Can you tell us something about how you’ve approached the design of euphoria to encourage people traditionally marginalized online to speak up and feel safe?
Hah, this is a great question, but is also a great way to send me on a bit of a rant, I apologise in advance.
The first static page we had on the site was our statement of values, which was kinda us making it super clear where we stood on things and what our values were. The document was written with significant user input via our “town hall” room. Yes, we had our statement of values up before we had our ToS. Please don’t tell the internet police on me.
And like, I think so much of it comes down to the culture of a place. You can have a gazillion technical tools and a ToS that no one reads, but also taking the time to have the conversations about how you communicate is important, as well as just being really upfront with “hey guys, screaming racial slurs and abuse ain’t gonna fly here.” Though we’re privileged to be doing this from the beginning, right out of the gate, rather than trying to figure out how to manage a community that has already devolved or already has its own (potentially negative) norms.
Community based live chat is interesting, because it has a lot of overlap with other online speech/communication, such as twitter, reddit, various comment sections, and of course is similar to Slack, which a lot of folks are familiar with because they use it for work. Community based chat can also have a lot of the pitfalls that all of these platforms do, all happening in real time. Intense, yeah?
But it also makes it far easier to get users to view you, to view the site staff, as real human beings. Assuming of course that you have site staff that interact with users, which we do. They know I have too many cats, that I love tea. A lot of them probably know that my mum is sick.
Why has it mattered? Because when I’m like, “hey yall lets talk about trying to be open and friendly to newcomers, and think about how women and minorities have often felt they are left out of the conversation online”, they’re willing to listen and engage in those discussions. Because I’m a real person and hey that all seems reasonable, lets maybe have real convos instead of devolving into twitch chat or youtube comments. I’m not an algorithm to folks, or some faceless admin somewhere off in the sky. Like, humans tend to respect human-enforced norms, and enjoy manipulating computer-enforced ones.
And so then those folks who have had those conversations with us go on and make their own communities on our site, and they carry that with them and those ideas propagate through the system, because they’re seen as leaders by their peers, or because they feel empowered to speak up in a positive way, because they know we have their back.

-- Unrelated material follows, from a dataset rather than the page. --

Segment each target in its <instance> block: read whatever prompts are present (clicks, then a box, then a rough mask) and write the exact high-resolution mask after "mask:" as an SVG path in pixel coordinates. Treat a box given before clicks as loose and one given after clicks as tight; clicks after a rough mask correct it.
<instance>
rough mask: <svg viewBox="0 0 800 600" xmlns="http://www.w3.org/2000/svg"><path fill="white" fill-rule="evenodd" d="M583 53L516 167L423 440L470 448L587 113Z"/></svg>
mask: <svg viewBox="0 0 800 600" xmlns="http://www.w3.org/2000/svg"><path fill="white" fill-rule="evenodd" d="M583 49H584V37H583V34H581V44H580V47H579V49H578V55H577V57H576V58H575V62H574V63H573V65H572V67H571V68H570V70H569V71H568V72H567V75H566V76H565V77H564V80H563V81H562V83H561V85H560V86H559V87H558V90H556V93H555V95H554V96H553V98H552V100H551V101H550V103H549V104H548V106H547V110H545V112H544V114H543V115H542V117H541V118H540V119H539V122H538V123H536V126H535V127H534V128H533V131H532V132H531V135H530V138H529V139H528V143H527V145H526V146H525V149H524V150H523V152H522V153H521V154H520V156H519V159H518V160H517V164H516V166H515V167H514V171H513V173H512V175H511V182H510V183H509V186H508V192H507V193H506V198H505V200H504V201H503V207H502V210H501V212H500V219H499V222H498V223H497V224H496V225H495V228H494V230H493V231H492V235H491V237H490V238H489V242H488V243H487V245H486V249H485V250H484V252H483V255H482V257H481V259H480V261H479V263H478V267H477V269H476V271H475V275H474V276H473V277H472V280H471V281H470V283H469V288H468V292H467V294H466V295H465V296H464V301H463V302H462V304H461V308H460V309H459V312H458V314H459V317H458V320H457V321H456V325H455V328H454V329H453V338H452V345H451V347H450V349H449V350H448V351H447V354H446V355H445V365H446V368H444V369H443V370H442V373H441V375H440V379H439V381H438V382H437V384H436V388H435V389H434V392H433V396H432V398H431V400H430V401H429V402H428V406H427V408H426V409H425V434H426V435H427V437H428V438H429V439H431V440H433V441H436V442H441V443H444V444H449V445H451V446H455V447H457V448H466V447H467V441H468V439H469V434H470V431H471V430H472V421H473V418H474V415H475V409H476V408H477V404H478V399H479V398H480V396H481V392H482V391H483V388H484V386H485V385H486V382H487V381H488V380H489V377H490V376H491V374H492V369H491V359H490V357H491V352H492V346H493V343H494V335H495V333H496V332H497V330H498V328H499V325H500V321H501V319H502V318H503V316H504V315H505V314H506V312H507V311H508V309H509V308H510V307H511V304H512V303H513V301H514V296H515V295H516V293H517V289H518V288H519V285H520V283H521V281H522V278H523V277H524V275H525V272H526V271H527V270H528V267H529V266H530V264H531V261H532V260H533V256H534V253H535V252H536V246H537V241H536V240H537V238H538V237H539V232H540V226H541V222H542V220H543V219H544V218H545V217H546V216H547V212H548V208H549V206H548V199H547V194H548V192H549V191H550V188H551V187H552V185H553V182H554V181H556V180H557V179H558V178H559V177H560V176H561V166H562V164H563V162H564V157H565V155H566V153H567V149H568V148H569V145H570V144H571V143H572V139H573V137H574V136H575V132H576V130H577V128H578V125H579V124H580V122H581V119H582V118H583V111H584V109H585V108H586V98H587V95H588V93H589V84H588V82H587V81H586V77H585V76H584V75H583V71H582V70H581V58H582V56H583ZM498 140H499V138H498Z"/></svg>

Like… yeah there’s all sorts of technical stuff one can do (and that we are doing), but at the core, for us, its a people thing. Stuff like lack of real-name policy is important to us. Especially for our LGBT community, having that anonymity has been really important and freeing for folks. Low barrier to entry is another thing that is important to us. IRC chat has long been used by internet trolls and outright hate groups to help them organize. What happens when we make IRC less esoteric, more modern, and more safe? What a cool organizing tool that could be for activist groups and folks in general.